If your language is more complicated than the provided GrammerDefinitions you are able to define your own by extending GrammerDefintion. You best read the Nuts and bolts section to determine the best way to implement your definition.

Error handling

All parsing exceptions extend ParseException. A ParseException will contain both a readable message and a StringSegment that represents what token(s) in the original input string caused the error.

The StringSegment allows pinpointing of issues such as where operands are missing, which function has too many parameters or where the unexpected character is.

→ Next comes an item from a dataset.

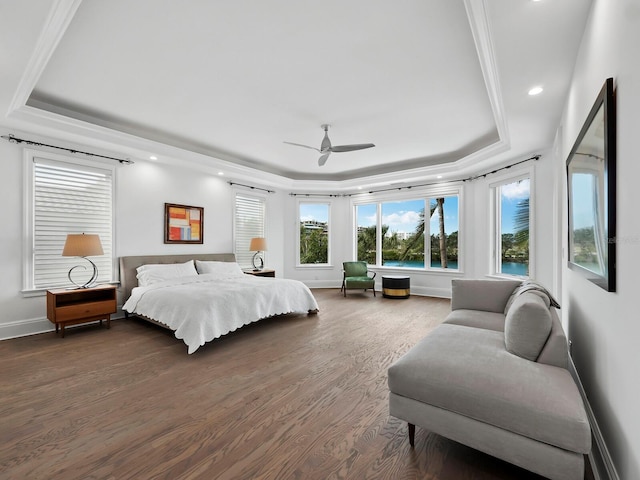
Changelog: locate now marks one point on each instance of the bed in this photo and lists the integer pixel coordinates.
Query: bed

It provides a useful feedback for wherever you are getting your original strings from.

Nuts and bolts

Under the hood StringToExpression implements a shunting-yard alogrithm.

The internal parsing state contains a Stack<Operand> and a Stack<Operator> that are built up during the parsing

  • Operand - Represent a .NET expression. This may be a simple ConstantExpression, or the root of a complicated Tree of BinaryExpressions
  • Operator - Is a function that can be run. Generally these functions when run will consume one or more operands and produce one operand. Such that run operators reduces the number of operands on the stack.

The parsing is done in roughly three steps

  1. Tokenize - The string is parsed through a tokenizer which uses the regular expressions defined in the GrammerDefinitions to break the strings into Tokens. A Token knows the GrammerDefinition that created it and the string value it represents.

  2. Apply GrammerDefinitions - All GrammerDefinition has an void Apply(Token token, ParseState state) method. We first read all the Tokens in sequentially and run each GrammerDefinition Apply method. The apply method can make any modifications to the state it wants, this can range from something simple like pushing an Operand on to the stack, to something more complicated like executing operands.

  3. Execute Operators -Once all the tokens are Applied we will start poping Operators off the stack and executing them. When an Operator executes its generally expected that it will consume one or more Operands and create one Operand. This way by the time we apply all the operators we should only have a single Operand on the stack, that is our result.

To customize you can make your own GrammerDefinition and implment the Apply method to meet your purposes.